Great hopes lie on the moon of Europe

Several researchers share this thesis. On the moon Europa, it is said in many articles, we are most likely to find extraterrestrial life, if only in the form of microbes. James Green, the chief scientist of the NASA, believes that this could happen before the end of the decade.

Experts are more skeptical when it comes to intelligent life and aliens, as known from science fiction novels. Unlike Shostak, most believe it is unlikely that we will discover such extraterrestrials in the near future – even if they are convinced that they exist.

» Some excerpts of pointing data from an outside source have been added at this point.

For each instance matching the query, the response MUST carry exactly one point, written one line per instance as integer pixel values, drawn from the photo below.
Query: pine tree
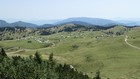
(3, 53)
(97, 76)
(37, 58)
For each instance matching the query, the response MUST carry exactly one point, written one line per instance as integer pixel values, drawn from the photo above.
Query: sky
(61, 9)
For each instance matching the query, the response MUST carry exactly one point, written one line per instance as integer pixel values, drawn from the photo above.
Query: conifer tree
(97, 76)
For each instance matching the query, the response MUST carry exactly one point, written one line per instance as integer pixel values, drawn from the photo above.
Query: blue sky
(61, 9)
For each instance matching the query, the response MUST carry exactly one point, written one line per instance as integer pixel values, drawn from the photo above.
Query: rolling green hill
(88, 51)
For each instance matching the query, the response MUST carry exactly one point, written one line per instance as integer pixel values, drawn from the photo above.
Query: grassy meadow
(87, 51)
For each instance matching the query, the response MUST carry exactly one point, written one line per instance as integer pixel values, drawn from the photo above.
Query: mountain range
(77, 20)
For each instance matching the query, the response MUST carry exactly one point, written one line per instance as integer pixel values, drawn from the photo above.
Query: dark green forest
(34, 67)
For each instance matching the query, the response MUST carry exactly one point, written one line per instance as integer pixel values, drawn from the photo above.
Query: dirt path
(126, 38)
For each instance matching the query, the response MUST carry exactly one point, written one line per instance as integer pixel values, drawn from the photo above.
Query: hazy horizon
(28, 10)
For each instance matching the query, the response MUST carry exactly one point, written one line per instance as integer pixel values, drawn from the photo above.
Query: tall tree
(97, 76)
(3, 53)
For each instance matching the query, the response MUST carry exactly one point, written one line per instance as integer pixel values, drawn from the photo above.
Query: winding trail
(126, 38)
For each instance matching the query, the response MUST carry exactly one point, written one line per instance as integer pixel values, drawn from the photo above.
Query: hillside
(87, 50)
(93, 21)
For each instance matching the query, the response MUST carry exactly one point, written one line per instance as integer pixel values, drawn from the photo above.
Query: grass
(109, 54)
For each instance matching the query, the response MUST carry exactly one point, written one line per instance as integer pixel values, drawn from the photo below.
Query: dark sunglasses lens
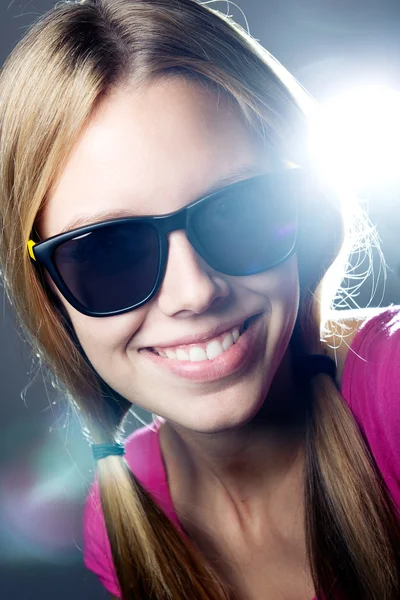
(110, 268)
(249, 228)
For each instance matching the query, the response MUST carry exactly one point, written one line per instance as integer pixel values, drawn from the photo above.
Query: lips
(199, 338)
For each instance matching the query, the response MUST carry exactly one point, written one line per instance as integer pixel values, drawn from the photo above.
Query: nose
(190, 285)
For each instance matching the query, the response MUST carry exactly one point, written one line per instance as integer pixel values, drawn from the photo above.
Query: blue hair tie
(104, 450)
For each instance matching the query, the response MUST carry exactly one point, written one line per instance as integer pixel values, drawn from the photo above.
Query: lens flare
(355, 138)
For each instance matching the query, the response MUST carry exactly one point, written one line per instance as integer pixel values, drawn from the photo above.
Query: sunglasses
(115, 266)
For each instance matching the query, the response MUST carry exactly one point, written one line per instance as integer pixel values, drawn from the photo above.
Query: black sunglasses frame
(42, 253)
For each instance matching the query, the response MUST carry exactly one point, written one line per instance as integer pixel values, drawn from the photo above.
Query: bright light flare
(355, 138)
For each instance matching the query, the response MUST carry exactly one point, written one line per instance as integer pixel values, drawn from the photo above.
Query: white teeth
(196, 354)
(182, 354)
(227, 342)
(214, 349)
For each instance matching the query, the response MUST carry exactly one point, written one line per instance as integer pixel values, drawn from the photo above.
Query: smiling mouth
(206, 350)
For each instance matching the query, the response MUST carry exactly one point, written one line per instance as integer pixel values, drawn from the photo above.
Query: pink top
(370, 386)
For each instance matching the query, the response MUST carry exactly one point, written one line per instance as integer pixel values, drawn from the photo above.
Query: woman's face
(151, 153)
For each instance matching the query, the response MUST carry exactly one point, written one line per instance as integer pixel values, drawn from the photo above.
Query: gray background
(45, 465)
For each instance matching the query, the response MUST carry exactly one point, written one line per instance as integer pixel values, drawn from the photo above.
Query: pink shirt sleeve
(371, 386)
(143, 456)
(96, 548)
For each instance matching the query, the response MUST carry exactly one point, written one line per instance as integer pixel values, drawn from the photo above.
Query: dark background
(45, 465)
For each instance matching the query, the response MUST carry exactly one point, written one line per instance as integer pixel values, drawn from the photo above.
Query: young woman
(166, 244)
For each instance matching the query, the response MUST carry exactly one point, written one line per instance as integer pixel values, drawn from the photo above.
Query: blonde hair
(49, 87)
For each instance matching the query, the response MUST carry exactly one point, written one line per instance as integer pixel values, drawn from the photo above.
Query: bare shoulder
(339, 330)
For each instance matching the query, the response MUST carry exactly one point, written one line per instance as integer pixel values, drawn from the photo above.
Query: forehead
(151, 153)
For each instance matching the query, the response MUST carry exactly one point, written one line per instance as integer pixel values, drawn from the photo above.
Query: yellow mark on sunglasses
(31, 243)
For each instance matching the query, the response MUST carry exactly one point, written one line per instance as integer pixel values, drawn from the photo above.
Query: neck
(251, 461)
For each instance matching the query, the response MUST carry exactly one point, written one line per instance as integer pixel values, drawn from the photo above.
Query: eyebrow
(231, 177)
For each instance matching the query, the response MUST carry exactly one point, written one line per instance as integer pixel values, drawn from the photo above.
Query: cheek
(280, 285)
(105, 339)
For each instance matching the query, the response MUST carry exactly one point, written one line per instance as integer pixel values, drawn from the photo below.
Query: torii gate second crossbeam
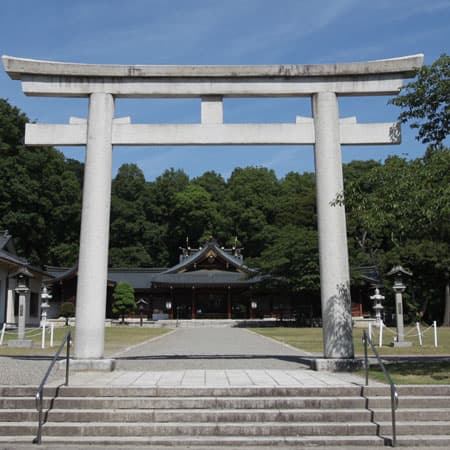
(324, 83)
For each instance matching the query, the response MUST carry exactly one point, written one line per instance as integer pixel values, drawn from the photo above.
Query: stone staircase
(242, 416)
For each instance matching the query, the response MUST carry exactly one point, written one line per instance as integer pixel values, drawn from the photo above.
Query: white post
(435, 333)
(419, 333)
(43, 335)
(3, 334)
(52, 330)
(94, 236)
(334, 267)
(380, 341)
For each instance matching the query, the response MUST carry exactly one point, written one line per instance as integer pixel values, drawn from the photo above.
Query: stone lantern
(399, 273)
(378, 307)
(253, 307)
(141, 304)
(45, 297)
(169, 309)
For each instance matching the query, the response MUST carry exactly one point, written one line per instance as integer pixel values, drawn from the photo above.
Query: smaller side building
(10, 263)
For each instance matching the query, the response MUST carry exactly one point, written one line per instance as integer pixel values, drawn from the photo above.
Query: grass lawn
(117, 338)
(417, 372)
(407, 372)
(310, 340)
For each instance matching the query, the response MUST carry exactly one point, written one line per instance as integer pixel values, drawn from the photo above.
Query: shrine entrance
(325, 130)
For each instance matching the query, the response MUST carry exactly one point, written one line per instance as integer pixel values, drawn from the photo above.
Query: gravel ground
(20, 370)
(209, 349)
(185, 348)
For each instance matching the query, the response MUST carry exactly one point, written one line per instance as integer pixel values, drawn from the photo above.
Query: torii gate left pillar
(323, 83)
(94, 234)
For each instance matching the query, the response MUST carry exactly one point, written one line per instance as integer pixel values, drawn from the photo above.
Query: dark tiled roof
(140, 278)
(204, 278)
(201, 254)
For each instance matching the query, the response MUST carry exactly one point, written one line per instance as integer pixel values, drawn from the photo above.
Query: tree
(40, 195)
(251, 204)
(427, 101)
(293, 256)
(124, 301)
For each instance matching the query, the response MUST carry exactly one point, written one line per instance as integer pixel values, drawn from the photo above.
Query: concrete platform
(214, 378)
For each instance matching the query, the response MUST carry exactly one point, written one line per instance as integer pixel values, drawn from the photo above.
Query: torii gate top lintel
(17, 67)
(48, 78)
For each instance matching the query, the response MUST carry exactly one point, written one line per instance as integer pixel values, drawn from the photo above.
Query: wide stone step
(189, 415)
(191, 429)
(434, 428)
(207, 442)
(253, 391)
(186, 403)
(424, 440)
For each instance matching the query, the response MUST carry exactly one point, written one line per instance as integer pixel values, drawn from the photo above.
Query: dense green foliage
(124, 301)
(40, 194)
(426, 101)
(398, 212)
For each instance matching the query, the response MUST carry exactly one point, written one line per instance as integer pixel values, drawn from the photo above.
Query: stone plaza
(325, 130)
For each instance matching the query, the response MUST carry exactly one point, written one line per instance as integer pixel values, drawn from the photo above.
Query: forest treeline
(398, 212)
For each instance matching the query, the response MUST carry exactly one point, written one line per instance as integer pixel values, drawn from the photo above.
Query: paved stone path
(210, 348)
(200, 357)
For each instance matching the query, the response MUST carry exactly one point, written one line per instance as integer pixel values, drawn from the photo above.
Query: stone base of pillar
(20, 343)
(337, 365)
(82, 365)
(401, 344)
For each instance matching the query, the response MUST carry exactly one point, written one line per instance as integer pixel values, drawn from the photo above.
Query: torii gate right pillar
(334, 267)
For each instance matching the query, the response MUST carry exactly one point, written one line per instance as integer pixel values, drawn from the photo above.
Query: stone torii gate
(101, 84)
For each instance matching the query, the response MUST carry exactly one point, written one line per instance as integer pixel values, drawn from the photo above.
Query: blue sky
(221, 32)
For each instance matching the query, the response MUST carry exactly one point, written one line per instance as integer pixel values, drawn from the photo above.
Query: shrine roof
(210, 247)
(204, 278)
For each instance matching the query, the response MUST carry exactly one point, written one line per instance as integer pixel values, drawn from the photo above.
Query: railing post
(366, 359)
(393, 408)
(69, 339)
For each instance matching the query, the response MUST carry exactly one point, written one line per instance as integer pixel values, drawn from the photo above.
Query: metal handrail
(394, 392)
(40, 391)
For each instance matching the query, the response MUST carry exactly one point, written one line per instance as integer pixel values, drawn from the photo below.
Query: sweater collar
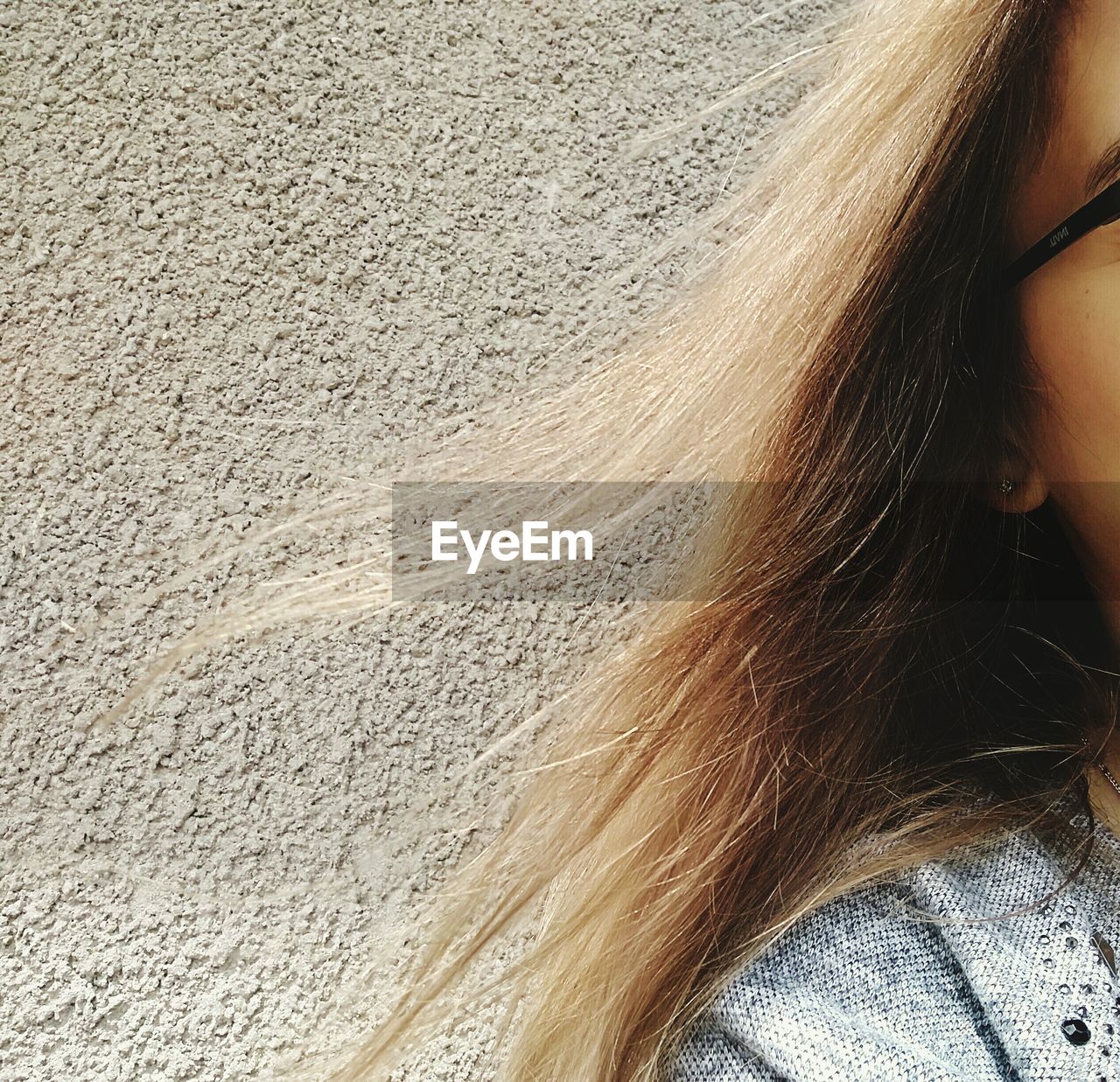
(1042, 975)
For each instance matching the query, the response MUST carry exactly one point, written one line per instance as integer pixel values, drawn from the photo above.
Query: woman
(896, 691)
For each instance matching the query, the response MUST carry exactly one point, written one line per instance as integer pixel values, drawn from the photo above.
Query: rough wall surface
(244, 248)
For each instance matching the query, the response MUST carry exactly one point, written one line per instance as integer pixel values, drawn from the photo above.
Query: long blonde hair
(864, 646)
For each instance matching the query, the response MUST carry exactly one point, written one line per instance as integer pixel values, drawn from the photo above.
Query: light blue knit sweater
(861, 990)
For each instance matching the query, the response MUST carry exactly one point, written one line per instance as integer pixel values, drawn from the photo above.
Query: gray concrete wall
(245, 248)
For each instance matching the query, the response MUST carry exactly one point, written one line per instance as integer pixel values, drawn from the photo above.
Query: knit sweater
(864, 989)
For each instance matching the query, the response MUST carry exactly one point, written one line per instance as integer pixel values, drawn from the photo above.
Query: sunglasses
(1099, 211)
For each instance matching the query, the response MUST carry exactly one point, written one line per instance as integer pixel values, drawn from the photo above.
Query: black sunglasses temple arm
(1101, 208)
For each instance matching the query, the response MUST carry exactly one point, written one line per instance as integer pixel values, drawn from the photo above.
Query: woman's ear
(1016, 485)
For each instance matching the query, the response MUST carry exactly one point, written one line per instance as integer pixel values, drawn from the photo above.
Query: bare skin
(1071, 320)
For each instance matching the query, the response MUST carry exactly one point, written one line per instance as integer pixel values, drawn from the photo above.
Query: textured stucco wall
(244, 247)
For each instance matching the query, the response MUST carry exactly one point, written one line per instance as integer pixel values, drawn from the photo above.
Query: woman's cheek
(1080, 360)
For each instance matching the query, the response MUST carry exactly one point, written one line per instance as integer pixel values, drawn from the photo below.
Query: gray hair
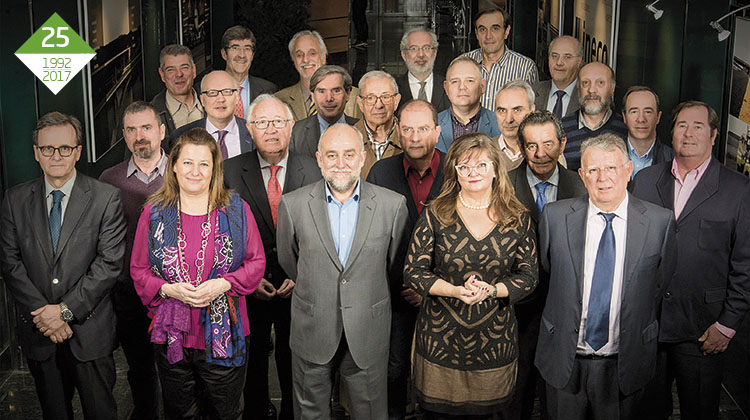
(607, 142)
(300, 34)
(520, 84)
(404, 40)
(377, 74)
(265, 97)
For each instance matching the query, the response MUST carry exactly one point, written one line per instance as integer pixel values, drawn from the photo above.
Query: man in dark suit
(708, 297)
(62, 240)
(330, 87)
(238, 50)
(418, 176)
(538, 180)
(260, 177)
(219, 98)
(610, 257)
(560, 94)
(419, 50)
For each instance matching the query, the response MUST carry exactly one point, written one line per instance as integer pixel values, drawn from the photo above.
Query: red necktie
(274, 192)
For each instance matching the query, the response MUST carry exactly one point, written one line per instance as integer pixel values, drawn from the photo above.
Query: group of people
(481, 234)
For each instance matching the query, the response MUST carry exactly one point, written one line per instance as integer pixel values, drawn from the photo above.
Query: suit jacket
(649, 263)
(712, 280)
(329, 299)
(81, 273)
(487, 125)
(242, 174)
(439, 98)
(306, 133)
(541, 90)
(246, 141)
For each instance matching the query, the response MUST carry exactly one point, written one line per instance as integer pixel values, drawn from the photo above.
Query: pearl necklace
(481, 207)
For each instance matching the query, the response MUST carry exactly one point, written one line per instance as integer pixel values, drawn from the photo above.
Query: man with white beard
(596, 88)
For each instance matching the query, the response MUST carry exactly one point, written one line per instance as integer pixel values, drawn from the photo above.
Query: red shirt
(420, 185)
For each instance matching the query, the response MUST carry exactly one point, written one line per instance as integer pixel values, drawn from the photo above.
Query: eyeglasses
(263, 124)
(480, 168)
(385, 98)
(49, 151)
(212, 93)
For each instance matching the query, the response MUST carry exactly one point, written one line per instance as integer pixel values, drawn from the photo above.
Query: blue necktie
(541, 199)
(55, 217)
(597, 322)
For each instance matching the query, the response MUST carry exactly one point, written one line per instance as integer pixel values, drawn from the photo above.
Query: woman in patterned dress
(471, 257)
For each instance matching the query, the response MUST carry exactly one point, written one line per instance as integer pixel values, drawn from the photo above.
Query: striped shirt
(509, 67)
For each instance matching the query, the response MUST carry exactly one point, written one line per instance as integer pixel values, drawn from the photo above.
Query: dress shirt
(67, 188)
(552, 98)
(595, 225)
(414, 86)
(133, 169)
(550, 193)
(342, 218)
(265, 170)
(231, 139)
(181, 115)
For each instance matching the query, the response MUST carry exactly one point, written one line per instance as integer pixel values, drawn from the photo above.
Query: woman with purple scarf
(197, 253)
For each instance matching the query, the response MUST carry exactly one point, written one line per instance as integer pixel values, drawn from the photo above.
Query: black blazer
(81, 273)
(242, 174)
(439, 98)
(712, 281)
(306, 133)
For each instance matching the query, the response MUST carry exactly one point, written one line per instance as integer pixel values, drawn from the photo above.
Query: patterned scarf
(225, 341)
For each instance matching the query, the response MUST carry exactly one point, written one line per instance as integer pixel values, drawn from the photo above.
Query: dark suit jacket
(306, 133)
(242, 174)
(650, 256)
(439, 98)
(712, 281)
(246, 141)
(82, 271)
(541, 90)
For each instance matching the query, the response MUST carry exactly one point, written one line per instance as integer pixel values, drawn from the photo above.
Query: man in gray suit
(340, 240)
(565, 54)
(610, 257)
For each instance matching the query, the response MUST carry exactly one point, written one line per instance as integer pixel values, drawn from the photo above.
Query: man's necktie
(55, 217)
(223, 144)
(541, 199)
(597, 322)
(239, 108)
(557, 110)
(274, 192)
(422, 95)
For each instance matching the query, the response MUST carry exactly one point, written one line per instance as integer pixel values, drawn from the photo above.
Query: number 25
(59, 36)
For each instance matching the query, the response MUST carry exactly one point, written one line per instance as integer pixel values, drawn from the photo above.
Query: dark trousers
(698, 382)
(593, 393)
(57, 377)
(195, 389)
(132, 333)
(264, 314)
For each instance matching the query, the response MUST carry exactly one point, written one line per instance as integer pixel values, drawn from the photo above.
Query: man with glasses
(378, 100)
(610, 257)
(62, 241)
(260, 177)
(238, 50)
(219, 95)
(419, 49)
(560, 94)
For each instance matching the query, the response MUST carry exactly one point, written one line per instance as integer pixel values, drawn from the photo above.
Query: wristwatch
(65, 313)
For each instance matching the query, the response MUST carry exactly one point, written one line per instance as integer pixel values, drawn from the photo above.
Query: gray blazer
(650, 258)
(329, 299)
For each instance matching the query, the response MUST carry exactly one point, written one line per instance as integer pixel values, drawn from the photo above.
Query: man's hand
(47, 318)
(714, 342)
(285, 291)
(265, 290)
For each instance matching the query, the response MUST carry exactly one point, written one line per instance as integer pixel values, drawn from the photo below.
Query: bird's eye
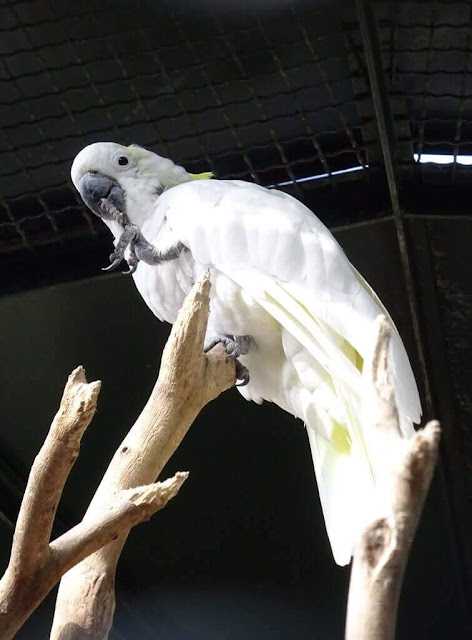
(121, 161)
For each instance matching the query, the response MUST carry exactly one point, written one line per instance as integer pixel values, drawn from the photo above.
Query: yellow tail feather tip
(206, 175)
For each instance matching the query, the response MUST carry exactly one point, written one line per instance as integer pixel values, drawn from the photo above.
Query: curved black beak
(103, 196)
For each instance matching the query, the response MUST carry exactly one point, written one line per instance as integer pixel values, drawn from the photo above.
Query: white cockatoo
(285, 301)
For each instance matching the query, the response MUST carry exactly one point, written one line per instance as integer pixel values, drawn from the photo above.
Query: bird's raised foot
(242, 373)
(130, 235)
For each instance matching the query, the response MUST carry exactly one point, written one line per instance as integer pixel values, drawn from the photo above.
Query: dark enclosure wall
(339, 104)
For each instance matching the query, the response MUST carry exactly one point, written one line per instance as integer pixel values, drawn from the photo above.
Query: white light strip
(442, 158)
(320, 176)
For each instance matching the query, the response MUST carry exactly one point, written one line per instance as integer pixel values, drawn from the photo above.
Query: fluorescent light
(319, 176)
(442, 158)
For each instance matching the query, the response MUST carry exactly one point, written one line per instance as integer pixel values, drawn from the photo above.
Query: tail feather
(325, 392)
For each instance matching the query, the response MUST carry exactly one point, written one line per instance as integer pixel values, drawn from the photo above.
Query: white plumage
(279, 276)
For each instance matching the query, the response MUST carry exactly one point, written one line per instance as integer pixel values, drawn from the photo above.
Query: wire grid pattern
(261, 96)
(428, 58)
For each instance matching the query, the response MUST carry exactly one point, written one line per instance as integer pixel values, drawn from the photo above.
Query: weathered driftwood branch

“Electronic intelligence” will outlast humanity

British astronomer Martin Rees, for example, believes that we will at most find signals from “an electronic intelligence” created by a long-gone civilization. Because the window of time to find organic life, Rees argues, is very short.

He points out that the earth is around four and a half billion years old – but has only been home to higher forms of life for a few millennia. And in the not too distant future, according to Rees, the situation on our planet could be different. “We will be succeeded by electronic intelligence,” he says, “that will last for billions of years.”

Special anniversary for scientists and astronomers

The researchers exchanged ideas exactly 100 years after a sensational scientific duel. On April 26, 1920, U.S. astronomers Heber Curtis and Harlow Shapley discussed at the Smithsonian Museum of Natural History in Washington whether the sun is in the middle of the Milky Way and whether there are other galaxies in the universe.

Today it is known that the number of galaxies is in the billions – and that our star is in a branch of the Milky Way, far from the center. “The debate of 1920 helped mankind locate itself geographically in the universe,” said the organizers of the Internet discussion. “The 2020 debate could help mankind find its biological place.” (lag / dpa)

The American astronauts Jessica Meir and Andrew Morgan as well as the Russian cosmonaut Oleg Skripotschka spent several months in space.